The grass waved to their stirrups, and the pigweed stood rank up to the very door.
Inside, a gray film of dust had accumulated on everything, and the rooms were oppressive with the musty odors that gather in a closed, untenanted house. But apart from that it stood as they had left it thirteen months before. No foot had crossed the threshold. The pile of wood and kindling lay beside the fireplace as Bill had placed it the morning they left.
"'Be it ever so humble,'" Bill left the line of the old song unfinished, but his tone was full of jubilation. Between them they threw wide every door and window. The cool evening wind filled the place with sweet, pine-scented air. Then Bill started a blaze roaring in the black-mouthed fireplace—to make it look natural, he said—and went out to hobble his horses for the night.
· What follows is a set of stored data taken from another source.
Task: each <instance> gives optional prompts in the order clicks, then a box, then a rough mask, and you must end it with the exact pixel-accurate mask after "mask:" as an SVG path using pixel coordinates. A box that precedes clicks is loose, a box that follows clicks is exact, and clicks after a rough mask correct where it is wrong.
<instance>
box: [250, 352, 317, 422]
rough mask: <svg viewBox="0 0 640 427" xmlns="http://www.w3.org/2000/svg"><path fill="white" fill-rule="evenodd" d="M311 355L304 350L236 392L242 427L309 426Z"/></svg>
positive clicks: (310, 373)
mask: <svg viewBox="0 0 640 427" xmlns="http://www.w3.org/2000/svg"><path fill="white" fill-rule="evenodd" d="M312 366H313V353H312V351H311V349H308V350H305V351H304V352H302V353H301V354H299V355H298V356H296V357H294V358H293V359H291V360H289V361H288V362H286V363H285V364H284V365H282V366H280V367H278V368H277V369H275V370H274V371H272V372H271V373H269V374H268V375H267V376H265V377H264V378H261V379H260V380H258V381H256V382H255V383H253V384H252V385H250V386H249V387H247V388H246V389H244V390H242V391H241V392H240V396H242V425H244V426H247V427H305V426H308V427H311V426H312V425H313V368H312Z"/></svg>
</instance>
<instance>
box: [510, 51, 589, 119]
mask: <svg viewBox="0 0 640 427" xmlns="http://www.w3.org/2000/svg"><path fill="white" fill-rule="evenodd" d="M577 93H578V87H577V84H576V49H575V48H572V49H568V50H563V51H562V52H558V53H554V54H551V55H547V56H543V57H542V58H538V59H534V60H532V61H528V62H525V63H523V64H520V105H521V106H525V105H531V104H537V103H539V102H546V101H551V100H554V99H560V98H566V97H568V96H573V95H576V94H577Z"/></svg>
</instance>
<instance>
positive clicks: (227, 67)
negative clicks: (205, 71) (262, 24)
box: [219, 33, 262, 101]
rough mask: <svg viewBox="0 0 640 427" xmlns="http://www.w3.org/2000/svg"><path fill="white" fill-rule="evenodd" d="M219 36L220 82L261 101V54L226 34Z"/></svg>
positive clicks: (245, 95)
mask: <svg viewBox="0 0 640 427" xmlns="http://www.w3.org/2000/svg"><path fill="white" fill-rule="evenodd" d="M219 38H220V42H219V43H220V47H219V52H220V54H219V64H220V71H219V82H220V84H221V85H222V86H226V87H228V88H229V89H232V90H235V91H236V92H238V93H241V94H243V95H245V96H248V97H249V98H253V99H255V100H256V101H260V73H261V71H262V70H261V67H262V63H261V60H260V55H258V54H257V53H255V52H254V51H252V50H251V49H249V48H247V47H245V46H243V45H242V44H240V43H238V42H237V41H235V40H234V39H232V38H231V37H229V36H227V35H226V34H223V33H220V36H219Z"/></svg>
In the morning they began to unpack their household goods. Rugs and bearskins found each its accustomed place upon the floor. His books went back on the shelves. With magical swiftness the cabin resumed its old-home atmosphere. And that night Bill stretched himself on the grizzly hide before the fireplace, and kept his nose in a book until Hazel, who was in no humor to read, fretted herself into something approaching a temper.
"You're about as sociable as a clam," she broke into his absorption at last.
He looked up in surprise, then chucked the volume carelessly aside, and twisted himself around till his head rested in her lap.
"Vot iss?" he asked cheerfully. "Lonesome? Bored with yourself? Ain't I here?"
"Your body is," she retorted. "But your spirit is communing with those musty old philosophers."
"Oh, be good—go thou and do likewise," he returned impenitently. "I'm tickled to death to be home. And I'm fairly book-starved. It's fierce to be deprived of even a newspaper for twelve months. I'll be a year getting caught up. Surely you don't feel yourself neglected because I happen to have my nose stuck in a book?"
"Of course not!" she denied vigorously. The childish absurdity of her attitude struck her with sudden force. "Still, I'd like you to talk to me once in a while."